Ces pistes de recherche ont guidé notre étude concernant l’effet de la présence syndicale sur l’autonomie des équipes de travail dans l’industrie de l’aluminium. En comparant des équipes de travail utilisant des technologies similaires en milieu syndiqué et non syndiqué, nous voulons d’abord vérifier s’il existe un effet déterminant de la seule présence syndicale sur le degré d’autonomie des équipes de travail. Dans le cas contraire, nous examinerons à la lumière des résultats de notre recherche et des études consultées les autres facteurs pouvant contribuer à l’autonomie des équipes de travail.

Nous avons sélectionné pour notre recherche, par voie d’échantillonnage ciblé, deux alumineries dont l’une est syndiquée et l’autre est non syndiquée, dans le but d’étudier l’effet de la présence syndicale sur l’autonomie des équipes de travail. Nous avons cherché à contrôler la technologie des usines, afin de mieux cerner l’effet spécifique de la présence syndicale sur l’autonomie des équipes de travail. Les deux alumineries sélectionnées sont des établissements récents utilisant une technologie semblable qui ont démarré leurs opérations à six ans d’intervalle. Elles sont toutes deux établies dans la région Centre-du-Québec et appartiennent à la multinationale Alcoa, le second producteur canadien d’aluminium après Alcan. La première collecte de données a été réalisée à l’aluminerie Lauralco de Deschambault au printemps 2003. L’enquête à l’aluminerie ABI de Bécancour a été menée en janvier 2004, quelques mois avant que ne débute un conflit de travail qui s’est poursuivi de juillet à novembre 2004. Ces événements, quoique postérieurs à notre présence sur le terrain, mettent en lumière les tensions caractérisant les relations du travail au moment de notre enquête.

Dans chacune des usines étudiées, nous avons procédé dans une première étape à deux séances d’observation directe dans les salles de cuves d’une durée d’environ quatre heures chacune afin de recueillir des informations sur l’organisation du travail dans les salles de cuves. Nous avons également effectué à cette étape de la recherche des entrevues semi-dirigées avec deux cadres du service des ressources humaines, trois membres de l’exécutif syndical dans l’usine syndiquée, et à des entrevues non structurées auprès d’opérateurs cuvistes durant les séances d’observation directe de l’exécution de leurs tâches. Dans une deuxième étape, un questionnaire a été distribué aux membres de deux équipes de cuvistes dans les deux usines dans le but d’évaluer le degré d’autonomie des équipes de travail. Nous avons aussi consulté des données secondaires qui nous ont permis de dresser un portrait sommaire des deux usines.

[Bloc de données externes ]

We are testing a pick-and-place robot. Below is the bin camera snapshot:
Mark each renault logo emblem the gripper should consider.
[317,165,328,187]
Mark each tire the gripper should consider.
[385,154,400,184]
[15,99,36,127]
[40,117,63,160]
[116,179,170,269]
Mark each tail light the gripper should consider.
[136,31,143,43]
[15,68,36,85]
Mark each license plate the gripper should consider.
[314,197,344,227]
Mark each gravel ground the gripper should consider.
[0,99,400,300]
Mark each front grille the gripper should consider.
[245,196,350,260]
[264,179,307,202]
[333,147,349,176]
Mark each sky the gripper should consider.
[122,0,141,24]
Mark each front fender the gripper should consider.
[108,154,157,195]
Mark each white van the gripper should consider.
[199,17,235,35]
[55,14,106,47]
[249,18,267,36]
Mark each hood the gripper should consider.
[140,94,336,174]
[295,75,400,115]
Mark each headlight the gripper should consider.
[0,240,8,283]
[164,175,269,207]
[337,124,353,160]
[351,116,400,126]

Nous présentons dans la prochaine partie les principales informations que nous avons recueillies sur l’organisation et les relations du travail dans ces deux usines, par le biais de la documentation secondaire, des entrevues avec des responsables des ressources humaines, des représentants syndicaux et des membres des équipes, et par l’observation directe de l’organisation du travail dans les salles de cuves. L’analyse des résultats du questionnaire sur l’autonomie des équipes de travail fait l’objet de la troisième partie.

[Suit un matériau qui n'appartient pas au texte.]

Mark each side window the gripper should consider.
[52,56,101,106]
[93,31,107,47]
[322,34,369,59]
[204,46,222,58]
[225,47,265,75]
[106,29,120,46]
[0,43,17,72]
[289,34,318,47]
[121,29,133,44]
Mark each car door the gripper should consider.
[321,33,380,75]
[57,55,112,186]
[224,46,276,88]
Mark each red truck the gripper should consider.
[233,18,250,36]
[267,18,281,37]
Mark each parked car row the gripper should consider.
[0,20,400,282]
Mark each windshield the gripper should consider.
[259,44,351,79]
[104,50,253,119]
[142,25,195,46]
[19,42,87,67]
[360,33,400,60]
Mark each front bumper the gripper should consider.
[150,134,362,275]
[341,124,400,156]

Organisation et relations du travail dans les deux établissements étudiés

Technologies de production de l’aluminium

La production de l’aluminium consiste à transformer l’alumine en aluminium lorsqu’elle est dissoute dans la cryolite en fusion dans des cuves traversées par un courant électrique de forte intensité et de faible tension. Lors du procédé d’électrolyse, la cathode, l’électrode négative, amène l’aluminium vers le bas de la cuve, alors que l’anode de carbone, l’électrode positive, attire vers le haut l’oxygène qui se libère de la solution d’électrolyte en fusion. Lorsque l’aluminium liquide atteint un certain niveau dans la cuve, il est siphonné dans des creusets qui sont ensuite acheminés au centre de coulée pour être transformés en lingots (Alcan, 2002 ; Alcoa, 2003; Nappi, 1994). Au Québec, certaines alumineries fonctionnent toujours selon le procédé d’électrolyse Söderberg, une technologie datant des années 1940. Avec ce procédé, l’anode cuit en continu sous l’effet du courant électrique et produit des HAP (hydrocarbures aromatiques polycycliques) qui sont des substances chimiques résultant de la combustion incomplète du pétrole, du gaz et des autres matières présentes dans la cuve. La plupart de ces usines sont vouées à disparaître d’ici 2015 puisqu’elles génèrent beaucoup d’émissions toxiques et qu’elles sont peu productives par rapport aux nouvelles alumineries (Alcoa, 2003).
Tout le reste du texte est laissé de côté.